John A.F. Schut dalam buku "De Volken van Nederlandsch lndie" jilid I yang beracara : De Makassaren en Boegineezen, menyatakan: "Angkuh bagaikan gunung-gunungnya, megah bagaikan alamnya, yang sungai­sungainya di daerah-daerah nan tinggi mengalir cepat, garang tak tertundukkan, terutama pada musim hujan; air-air terjun tertumpah mendidih, membusa, bergelora, kerap menyala hingga amarah yang tak memandang apa-apa dan siapa-siapa. Tetapi sebagaimana juga sungai, gunung nan garang berakhir tenang semakin ia mendekati pantai. Demikian pulalah orang Bugis dan Makassar, dalam ketenangan dapat menerima apa yang baik dan indah".

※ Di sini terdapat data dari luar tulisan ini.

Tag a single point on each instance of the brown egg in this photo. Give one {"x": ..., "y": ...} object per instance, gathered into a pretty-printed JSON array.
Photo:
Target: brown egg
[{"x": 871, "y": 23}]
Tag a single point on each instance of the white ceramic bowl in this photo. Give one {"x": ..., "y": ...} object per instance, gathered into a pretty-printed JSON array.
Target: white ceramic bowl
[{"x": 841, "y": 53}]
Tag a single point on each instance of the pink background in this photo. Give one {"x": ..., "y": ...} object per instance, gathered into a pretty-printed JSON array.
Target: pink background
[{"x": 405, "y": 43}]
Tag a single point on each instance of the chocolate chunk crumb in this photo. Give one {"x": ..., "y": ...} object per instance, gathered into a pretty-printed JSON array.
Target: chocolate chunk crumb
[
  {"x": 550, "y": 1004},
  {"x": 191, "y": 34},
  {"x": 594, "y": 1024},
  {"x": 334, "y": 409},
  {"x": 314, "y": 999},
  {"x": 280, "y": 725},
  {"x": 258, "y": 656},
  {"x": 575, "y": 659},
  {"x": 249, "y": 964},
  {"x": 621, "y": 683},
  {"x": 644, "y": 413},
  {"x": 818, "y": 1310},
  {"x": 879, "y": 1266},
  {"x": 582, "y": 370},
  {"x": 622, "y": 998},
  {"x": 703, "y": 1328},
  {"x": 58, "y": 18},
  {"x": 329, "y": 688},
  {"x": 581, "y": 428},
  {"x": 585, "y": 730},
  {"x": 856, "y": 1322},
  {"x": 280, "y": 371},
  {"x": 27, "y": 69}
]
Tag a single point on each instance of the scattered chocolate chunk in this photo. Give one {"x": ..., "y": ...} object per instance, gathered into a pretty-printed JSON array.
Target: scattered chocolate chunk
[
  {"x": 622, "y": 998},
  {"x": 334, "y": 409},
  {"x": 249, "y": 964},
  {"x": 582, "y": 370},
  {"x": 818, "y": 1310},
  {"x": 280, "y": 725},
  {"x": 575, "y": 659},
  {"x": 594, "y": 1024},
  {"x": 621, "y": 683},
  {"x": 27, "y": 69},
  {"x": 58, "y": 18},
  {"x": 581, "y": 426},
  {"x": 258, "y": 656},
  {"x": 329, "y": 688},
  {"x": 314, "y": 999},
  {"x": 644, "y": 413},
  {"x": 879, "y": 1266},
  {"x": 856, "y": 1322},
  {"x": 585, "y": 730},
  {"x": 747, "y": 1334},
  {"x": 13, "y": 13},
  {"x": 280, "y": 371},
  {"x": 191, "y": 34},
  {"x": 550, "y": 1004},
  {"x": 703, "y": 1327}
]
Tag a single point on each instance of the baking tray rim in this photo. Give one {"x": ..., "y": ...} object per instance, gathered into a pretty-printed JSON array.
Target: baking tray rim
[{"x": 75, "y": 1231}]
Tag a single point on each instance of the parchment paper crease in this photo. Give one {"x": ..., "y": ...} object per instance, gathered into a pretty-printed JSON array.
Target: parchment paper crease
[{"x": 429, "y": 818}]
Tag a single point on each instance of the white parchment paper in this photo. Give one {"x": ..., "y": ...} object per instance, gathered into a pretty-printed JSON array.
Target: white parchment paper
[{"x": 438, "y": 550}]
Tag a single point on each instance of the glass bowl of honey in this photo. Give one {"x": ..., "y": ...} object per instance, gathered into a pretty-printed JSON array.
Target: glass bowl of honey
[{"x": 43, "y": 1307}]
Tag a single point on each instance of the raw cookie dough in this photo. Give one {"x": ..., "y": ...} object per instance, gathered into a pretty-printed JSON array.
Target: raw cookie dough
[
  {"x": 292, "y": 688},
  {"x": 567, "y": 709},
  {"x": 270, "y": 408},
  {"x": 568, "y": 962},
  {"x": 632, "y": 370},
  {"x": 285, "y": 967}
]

Dalam ungkapan "Akkana Mangkasarak", maksudnya berkata terus terang, meski pahit, dengan penuh keberanian dan rasa tanggung jawab. Dengan kata "Mangkasarak" ini dapatlah dikenal bahwa kalau dia diperlakukan baik, ia lebih baik. Kalau diperlakukan dengan halus, dia lebih halus, dan kalau dia dihormati, maka dia akan lebih hormat.